Sedang tak begitu ada perbedaan dariku, dari tadi sampai sekarang tetap berperang dengan prajurit-prajurit dan strategi terbaik yang kumiliki mencoba menguasai kegugupanku.
Angin senja menghembus tepat ke hidungku membawa partikel-partikel parfum dari pakainnya, kaos merah muda. Awalnya jelas kurasakan hasil kerja udara bergerak itu, namun begitu kuatnya rasa ini hingga wangi yang sebelumnya terasa pun kini mulai kuabaikan. Aku masih menerka-nerka perkataanya. Tak percaya.
“Andai kamu datang lebih dulu, pasti kamulah orangnya”
Aku hanya menganggukan kepala yang sebenarnya terasa berat, tapi kupaksakan. Sebenarnya aku tak tahu apa maksud dia berkata seperti itu. Mungkin hanya mencoba menghiburku, menutupi rasa tak enaknya.
Dia memegang erat tanganku.
Aku melihat dan merasakan kelembutan tangannya. Kuangkat kepala, tak sanggup kulihat lagi genggaman tangan ini. Kini mataku dengan matanya beradu keras menghantam. Kulihat senyum manis dalam dirinya untukku. Entah apa artinya.

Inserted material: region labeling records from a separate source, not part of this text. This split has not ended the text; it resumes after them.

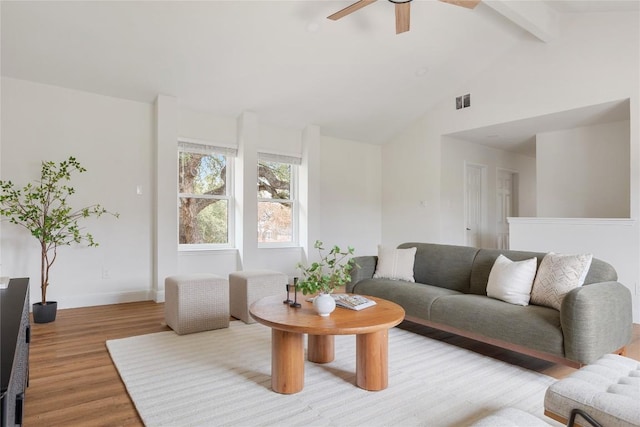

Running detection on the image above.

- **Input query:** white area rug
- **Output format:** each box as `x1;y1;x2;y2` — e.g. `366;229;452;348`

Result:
107;321;554;427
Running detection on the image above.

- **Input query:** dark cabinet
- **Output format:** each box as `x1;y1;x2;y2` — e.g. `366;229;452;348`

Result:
0;278;31;427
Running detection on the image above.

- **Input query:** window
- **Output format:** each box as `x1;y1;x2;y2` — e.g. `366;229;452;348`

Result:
178;141;236;249
258;153;300;246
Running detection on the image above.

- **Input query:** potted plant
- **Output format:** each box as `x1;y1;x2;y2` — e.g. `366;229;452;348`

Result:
0;157;118;323
296;240;356;316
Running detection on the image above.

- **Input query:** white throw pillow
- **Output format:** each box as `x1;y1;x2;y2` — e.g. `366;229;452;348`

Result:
531;252;593;310
487;255;538;305
373;245;417;282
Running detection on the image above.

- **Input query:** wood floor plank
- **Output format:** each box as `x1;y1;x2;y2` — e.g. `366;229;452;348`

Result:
24;301;640;427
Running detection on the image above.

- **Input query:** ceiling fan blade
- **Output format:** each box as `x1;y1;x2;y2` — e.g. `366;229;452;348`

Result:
327;0;376;21
440;0;481;9
396;2;411;34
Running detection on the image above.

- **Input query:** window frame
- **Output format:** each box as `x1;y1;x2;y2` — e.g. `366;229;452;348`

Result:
256;151;302;249
176;138;238;252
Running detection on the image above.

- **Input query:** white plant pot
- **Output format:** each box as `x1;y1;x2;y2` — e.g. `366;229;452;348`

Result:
313;294;336;317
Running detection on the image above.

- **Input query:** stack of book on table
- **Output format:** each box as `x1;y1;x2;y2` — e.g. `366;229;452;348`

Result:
331;294;376;310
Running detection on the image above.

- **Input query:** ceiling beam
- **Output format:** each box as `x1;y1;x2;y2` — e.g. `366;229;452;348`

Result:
483;0;558;42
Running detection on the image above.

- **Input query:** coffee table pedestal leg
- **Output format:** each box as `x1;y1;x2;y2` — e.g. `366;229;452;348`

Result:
271;329;304;394
356;329;389;391
307;335;335;363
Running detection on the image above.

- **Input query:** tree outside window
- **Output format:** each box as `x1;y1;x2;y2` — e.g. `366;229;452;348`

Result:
258;153;296;244
178;143;231;245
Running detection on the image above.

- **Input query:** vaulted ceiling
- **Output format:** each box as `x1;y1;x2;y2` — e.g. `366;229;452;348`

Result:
0;0;639;143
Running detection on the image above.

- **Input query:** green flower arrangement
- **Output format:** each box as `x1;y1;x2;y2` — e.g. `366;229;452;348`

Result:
296;240;358;295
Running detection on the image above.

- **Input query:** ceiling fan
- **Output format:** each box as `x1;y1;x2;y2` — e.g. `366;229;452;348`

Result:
327;0;481;34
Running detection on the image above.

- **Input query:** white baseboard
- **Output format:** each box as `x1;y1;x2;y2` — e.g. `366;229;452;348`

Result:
31;290;156;309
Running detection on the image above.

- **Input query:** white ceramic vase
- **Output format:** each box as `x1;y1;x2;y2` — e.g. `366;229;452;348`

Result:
313;294;336;317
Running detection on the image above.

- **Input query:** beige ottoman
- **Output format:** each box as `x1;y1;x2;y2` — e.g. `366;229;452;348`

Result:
229;270;289;323
164;274;229;335
544;354;640;427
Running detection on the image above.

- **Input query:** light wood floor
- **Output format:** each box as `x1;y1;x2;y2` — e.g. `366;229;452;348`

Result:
24;301;640;427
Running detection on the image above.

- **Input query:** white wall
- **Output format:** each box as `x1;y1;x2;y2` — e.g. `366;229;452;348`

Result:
441;137;536;248
319;137;382;255
1;78;153;307
382;13;640;322
536;121;630;218
0;78;381;308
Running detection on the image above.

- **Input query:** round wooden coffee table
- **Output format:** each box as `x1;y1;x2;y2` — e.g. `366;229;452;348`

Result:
249;296;404;394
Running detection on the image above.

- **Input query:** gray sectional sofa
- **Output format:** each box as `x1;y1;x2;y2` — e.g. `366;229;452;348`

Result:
346;243;632;367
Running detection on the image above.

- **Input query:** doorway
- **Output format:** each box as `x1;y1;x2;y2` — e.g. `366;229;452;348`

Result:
464;163;487;248
496;169;518;249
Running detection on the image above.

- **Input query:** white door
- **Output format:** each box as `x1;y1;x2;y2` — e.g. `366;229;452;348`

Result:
465;164;485;248
496;169;517;249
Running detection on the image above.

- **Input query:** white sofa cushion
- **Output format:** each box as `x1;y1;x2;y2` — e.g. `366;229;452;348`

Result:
487;255;538;305
373;245;417;282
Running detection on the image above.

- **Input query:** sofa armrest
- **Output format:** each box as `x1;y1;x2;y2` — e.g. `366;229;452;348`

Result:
560;282;633;364
345;255;378;293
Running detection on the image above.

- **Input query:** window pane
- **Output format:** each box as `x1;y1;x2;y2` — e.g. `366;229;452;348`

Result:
178;197;229;244
258;202;293;243
178;151;227;195
258;160;291;200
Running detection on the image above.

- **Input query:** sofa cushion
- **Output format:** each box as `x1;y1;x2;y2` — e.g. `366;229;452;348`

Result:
531;252;593;310
373;245;416;282
430;295;564;357
487;255;538;305
469;249;546;295
353;279;460;319
398;243;478;295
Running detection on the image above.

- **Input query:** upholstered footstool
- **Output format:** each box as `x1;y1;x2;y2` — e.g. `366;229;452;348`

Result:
164;274;229;335
471;408;550;427
229;270;289;323
544;354;640;426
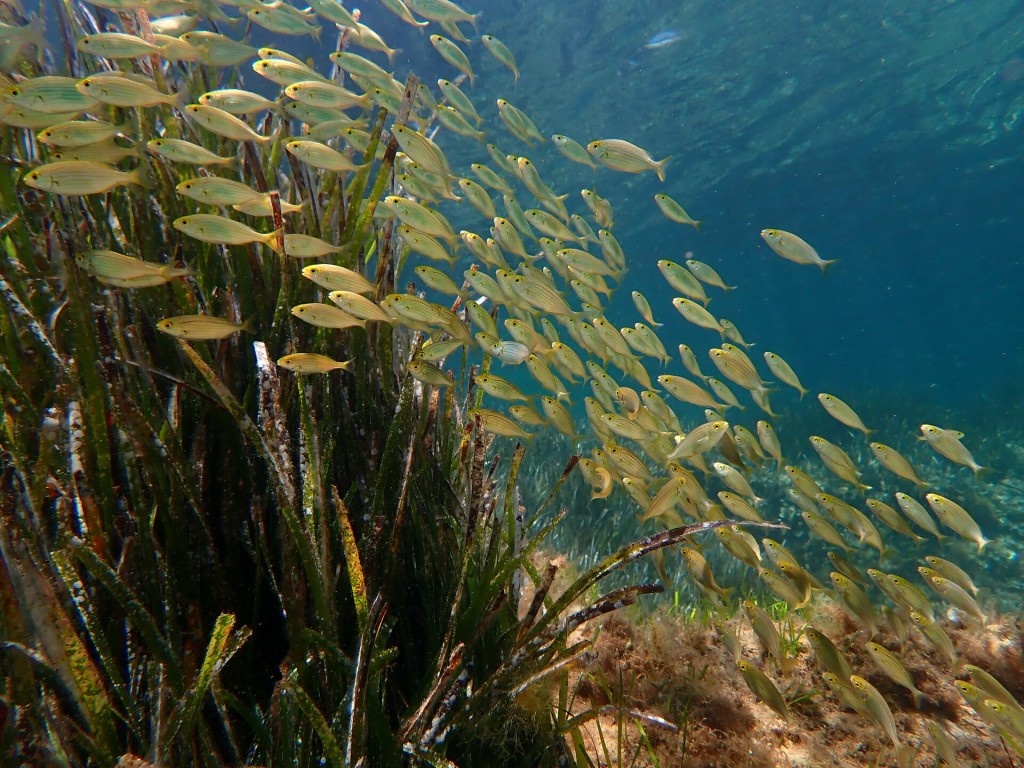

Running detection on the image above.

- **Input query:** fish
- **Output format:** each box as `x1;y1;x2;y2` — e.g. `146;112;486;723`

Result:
286;80;370;110
468;408;534;439
657;374;724;411
925;555;978;595
918;566;988;627
157;314;254;341
925;494;991;552
921;424;991;478
75;32;164;58
345;21;409;61
808;435;870;490
679;547;732;599
685;259;736;292
866;499;925;544
75;250;193;288
758;568;811;608
765;354;809;399
580;189;614;228
75;75;182;108
864;643;927;710
869;442;928;487
736;658;790;721
761;229;838;272
757;420;782;466
896;493;946;541
850;675;901;750
541;394;577;438
818;392;874;435
497;98;545;146
654;193;701;231
285;139;364;173
632;291;663;325
384;195;458;243
581;460;614;501
184;104;272;143
172;213;281;251
480;35;519;83
740;600;796;675
821;672;865;714
712;462;763;504
804;626;853;680
8;75;99;113
475;374;527;401
669;421;729;460
36;120;127;147
828;570;879;637
22;160;153;196
643;30;682;50
145;138;237;166
246;4;322;41
174;176;264;206
551;133;597;168
302;264;377;294
437;78;483;125
198;88;287;115
178;30;256;67
406;360;453;387
587;138;671;181
413;264;462;296
284;233;344;259
327;290;394;323
715;527;761;569
278;352;353;374
292;302;366;329
718;490;765;522
800;511;850;552
657;259;711;306
672;297;722;333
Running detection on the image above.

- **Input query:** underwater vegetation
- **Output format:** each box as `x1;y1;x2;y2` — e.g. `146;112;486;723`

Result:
0;0;1024;768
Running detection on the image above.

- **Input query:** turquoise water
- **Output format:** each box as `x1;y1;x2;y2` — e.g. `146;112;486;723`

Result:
368;2;1024;409
372;2;1024;598
22;1;1024;602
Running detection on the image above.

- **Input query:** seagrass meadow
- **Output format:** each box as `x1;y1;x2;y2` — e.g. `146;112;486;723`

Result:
0;0;1024;768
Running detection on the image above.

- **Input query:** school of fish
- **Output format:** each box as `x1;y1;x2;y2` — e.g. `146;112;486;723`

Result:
0;0;1024;765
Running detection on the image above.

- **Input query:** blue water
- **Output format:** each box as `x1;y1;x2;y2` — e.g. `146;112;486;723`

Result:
367;0;1024;412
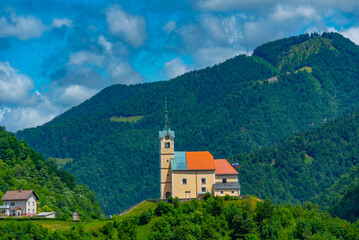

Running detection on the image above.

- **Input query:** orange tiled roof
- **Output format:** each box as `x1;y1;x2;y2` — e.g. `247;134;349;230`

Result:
186;151;215;170
214;159;238;174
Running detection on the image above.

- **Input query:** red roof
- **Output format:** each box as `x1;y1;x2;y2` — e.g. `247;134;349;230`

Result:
186;151;215;170
214;159;238;174
1;189;39;201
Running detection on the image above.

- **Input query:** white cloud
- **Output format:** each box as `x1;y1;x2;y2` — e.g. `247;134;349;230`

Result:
59;85;97;106
272;4;320;22
0;14;48;40
108;60;143;84
106;4;147;48
97;35;112;53
162;21;177;33
163;57;189;79
0;62;34;105
341;26;359;45
194;47;244;67
51;18;73;28
69;51;104;66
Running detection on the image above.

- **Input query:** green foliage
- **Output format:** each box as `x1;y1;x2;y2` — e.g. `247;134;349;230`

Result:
16;33;359;214
0;130;104;219
148;197;359;239
231;112;359;221
110;116;144;123
140;209;153;225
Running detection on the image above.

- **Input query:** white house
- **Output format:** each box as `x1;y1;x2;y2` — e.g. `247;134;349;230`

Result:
0;188;39;217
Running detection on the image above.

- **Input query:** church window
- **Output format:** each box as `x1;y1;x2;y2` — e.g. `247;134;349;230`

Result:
201;178;206;184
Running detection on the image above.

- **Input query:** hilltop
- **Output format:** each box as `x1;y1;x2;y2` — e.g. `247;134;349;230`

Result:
0;197;359;240
16;33;359;214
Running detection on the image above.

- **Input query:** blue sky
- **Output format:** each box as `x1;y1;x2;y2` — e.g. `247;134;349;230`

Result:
0;0;359;131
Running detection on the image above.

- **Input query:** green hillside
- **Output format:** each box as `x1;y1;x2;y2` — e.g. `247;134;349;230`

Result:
0;196;359;240
0;128;104;219
230;112;359;221
16;33;359;214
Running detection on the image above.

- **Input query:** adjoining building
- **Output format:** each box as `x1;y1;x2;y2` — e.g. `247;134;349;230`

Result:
159;104;240;199
0;188;39;217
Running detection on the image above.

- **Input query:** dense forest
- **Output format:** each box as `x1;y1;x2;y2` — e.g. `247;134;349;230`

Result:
0;128;104;219
16;33;359;214
0;196;359;240
230;112;359;221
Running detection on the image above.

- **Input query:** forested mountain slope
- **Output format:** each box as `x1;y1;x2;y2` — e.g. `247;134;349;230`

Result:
17;33;359;214
230;112;359;221
0;128;105;219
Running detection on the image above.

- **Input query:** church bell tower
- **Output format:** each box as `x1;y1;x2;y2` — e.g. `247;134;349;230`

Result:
159;99;175;199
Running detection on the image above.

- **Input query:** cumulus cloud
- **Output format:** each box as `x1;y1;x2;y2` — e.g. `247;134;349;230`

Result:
163;57;189;79
97;35;112;53
51;18;73;28
0;14;48;40
272;4;320;22
194;47;244;67
106;4;147;48
108;61;143;84
69;51;103;66
162;21;177;33
0;62;34;105
341;26;359;45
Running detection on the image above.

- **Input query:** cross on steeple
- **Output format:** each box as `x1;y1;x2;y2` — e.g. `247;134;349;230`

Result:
163;97;170;131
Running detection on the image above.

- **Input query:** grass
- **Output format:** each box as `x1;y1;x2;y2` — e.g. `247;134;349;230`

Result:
110;115;144;123
55;158;74;168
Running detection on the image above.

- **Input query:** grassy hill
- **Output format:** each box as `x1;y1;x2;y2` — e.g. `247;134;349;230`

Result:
0;197;359;240
16;33;359;214
0;128;104;219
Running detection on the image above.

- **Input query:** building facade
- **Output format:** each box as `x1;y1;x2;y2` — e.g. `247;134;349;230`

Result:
159;111;240;199
0;188;39;217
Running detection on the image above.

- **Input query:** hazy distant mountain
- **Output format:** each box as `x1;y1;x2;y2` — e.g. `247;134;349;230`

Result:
16;33;359;214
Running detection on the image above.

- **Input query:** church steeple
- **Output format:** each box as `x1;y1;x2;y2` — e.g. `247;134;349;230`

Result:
163;97;170;131
159;98;175;199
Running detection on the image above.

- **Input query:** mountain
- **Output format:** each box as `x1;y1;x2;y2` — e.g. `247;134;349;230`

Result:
230;112;359;221
16;33;359;214
0;128;105;219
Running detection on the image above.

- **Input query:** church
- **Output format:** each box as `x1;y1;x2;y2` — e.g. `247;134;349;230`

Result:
159;109;240;199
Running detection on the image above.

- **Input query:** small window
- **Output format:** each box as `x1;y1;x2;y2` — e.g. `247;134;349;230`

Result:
201;178;206;185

Tak lama, dia melepaskan genggamannya dan menarik tangan Yanti yang dari tadi duduk bersama Gera tak jauh dariku untuk meninggalkanku pergi. Meninggalkan gubuk yang sejak tadi kami tempati. Berharap dia pergi juga dari hatiku jauh-jauh dan jangan pernah kembali lagi.
Hangat sinar mentari yang pucat terasa begitu segar mendarat di atas kulitku, turut menyemangati jiwa yang lelah.
“Aku tak tahu dia sudah…” Ucapnya tak lengkap sambil menepuk-nepuk pundakku. Suaranya tersedak suasana.
Aku hanya bisa memberikan senyuman termanisku di depan matanya.